You can double the voltage integrator output signal if you flip the coil over and slide it back on the bar magnet.

Bob S
 
  • #5
I am currently in undergraduate Physics, and have little experience setting up circuits and I feel that is beyond by capabilities due to the lack of knowledge I currently have. Is there any easier way? It doesn't have to be extremely precise.

EDIT:

What if I create an EMF by rotating the magnet in a solenoid and using faradays Law?
 
Last edited:
  • #6
Xyius said:
What if I create an EMF by rotating the magnet in a solenoid and using faradays Law?
If the bar magnet is less than ~2 times longer than it is wide, you can do it this way. The equipment for this is very similar to the voltage integrator/ flip coil method I describe above and in the referenced post. The flip coil can be built using parts at the local electronics store (voltmeter, dc power supply, soldering iron, op-amp, resistor, capacitor, wire, coil form).

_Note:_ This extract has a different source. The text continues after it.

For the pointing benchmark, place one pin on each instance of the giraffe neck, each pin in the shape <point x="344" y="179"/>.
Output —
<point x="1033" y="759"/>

Here is a list of various methods suitable for your magnetic field measurement application.

Hall Effect
NMR (nuclear magnetic resonance)
Flux gate
Rotating coil
SQUID
Flip coil

Look them up on the web. Here is another method.

Calculate the moment of inertia of your bar magnet.

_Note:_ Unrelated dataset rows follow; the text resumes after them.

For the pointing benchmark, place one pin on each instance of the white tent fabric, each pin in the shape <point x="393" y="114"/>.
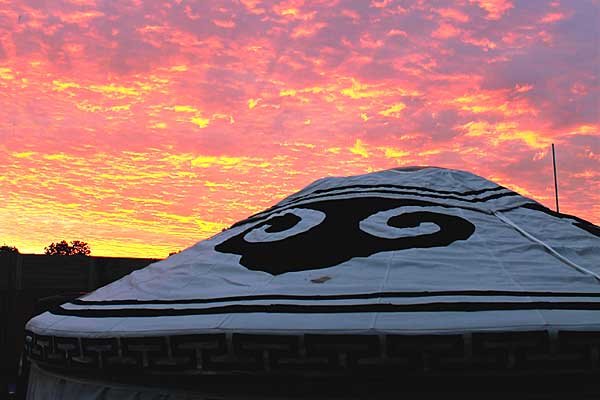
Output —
<point x="412" y="251"/>
<point x="512" y="249"/>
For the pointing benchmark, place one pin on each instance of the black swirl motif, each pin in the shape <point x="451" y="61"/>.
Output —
<point x="338" y="238"/>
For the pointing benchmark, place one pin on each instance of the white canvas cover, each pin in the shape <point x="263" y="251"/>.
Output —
<point x="415" y="251"/>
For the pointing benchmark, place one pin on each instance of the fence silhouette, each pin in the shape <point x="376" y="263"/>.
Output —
<point x="25" y="279"/>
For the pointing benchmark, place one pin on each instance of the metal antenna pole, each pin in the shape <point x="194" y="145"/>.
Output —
<point x="555" y="180"/>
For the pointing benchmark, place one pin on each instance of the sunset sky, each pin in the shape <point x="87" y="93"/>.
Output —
<point x="142" y="127"/>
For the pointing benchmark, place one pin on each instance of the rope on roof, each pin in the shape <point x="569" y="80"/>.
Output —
<point x="549" y="248"/>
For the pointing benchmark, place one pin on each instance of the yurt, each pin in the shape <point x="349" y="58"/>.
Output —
<point x="409" y="279"/>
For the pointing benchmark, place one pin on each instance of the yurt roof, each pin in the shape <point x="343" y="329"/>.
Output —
<point x="372" y="266"/>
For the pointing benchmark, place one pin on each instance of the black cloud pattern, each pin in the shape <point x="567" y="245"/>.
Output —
<point x="338" y="238"/>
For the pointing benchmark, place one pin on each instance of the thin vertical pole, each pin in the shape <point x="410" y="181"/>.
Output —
<point x="555" y="180"/>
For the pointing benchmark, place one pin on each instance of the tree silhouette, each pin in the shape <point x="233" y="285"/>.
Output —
<point x="4" y="249"/>
<point x="62" y="248"/>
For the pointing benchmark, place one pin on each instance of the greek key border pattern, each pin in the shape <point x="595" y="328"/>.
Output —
<point x="221" y="353"/>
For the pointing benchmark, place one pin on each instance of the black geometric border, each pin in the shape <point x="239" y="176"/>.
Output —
<point x="319" y="354"/>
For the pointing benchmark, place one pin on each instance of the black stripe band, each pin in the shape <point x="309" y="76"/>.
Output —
<point x="425" y="189"/>
<point x="357" y="296"/>
<point x="330" y="309"/>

Tie a thread to it and measure the oscillation period (torsional pendulum) in Earth's magnetic field.

Calculate magnetic moment of bar magnet. From dimension of magnet, calculate the pole tip field strength.

Bob S
 
  • #7
Thanks A lot man, I can tell you know your stuff!
 

FAQ: Determining the magnetic field of a bar magnet experimentally?

How do you set up the experiment to determine the magnetic field of a bar magnet?

To set up the experiment, you will need a bar magnet, a ruler, a compass, and a piece of paper. Place the magnet on the paper and use the ruler to draw a line from one end of the magnet to the other. Then, place the compass next to the magnet and adjust it until the needle lines up with the drawn line on the paper.

What is the purpose of using a compass in this experiment?

A compass is used to measure the direction of the magnetic field. By aligning the compass needle with the magnet, you can determine the direction of the magnetic field lines and use this information to calculate the strength of the magnetic field.

How do you calculate the magnetic field strength using this experiment?

To calculate the magnetic field strength, you will need to measure the distance between the magnet and the compass, as well as the angle between the magnet and the compass needle. Then, you can use the tangent function to calculate the magnetic field strength, which is equal to the tangent of the angle multiplied by the distance.

Can this experiment be used to determine the magnetic field of any type of magnet?

Yes, this experiment can be used to determine the magnetic field of any type of magnet, as long as the magnet has a consistent shape and orientation. However, the method of using a compass may not be accurate for magnets with a complex or irregular shape.

What are some sources of error in this experiment?

Some sources of error in this experiment may include the inaccuracy of the compass, variations in the strength of the magnet, and external magnetic fields interfering with the measurement. It is important to repeat the experiment multiple times and take an average to minimize these errors.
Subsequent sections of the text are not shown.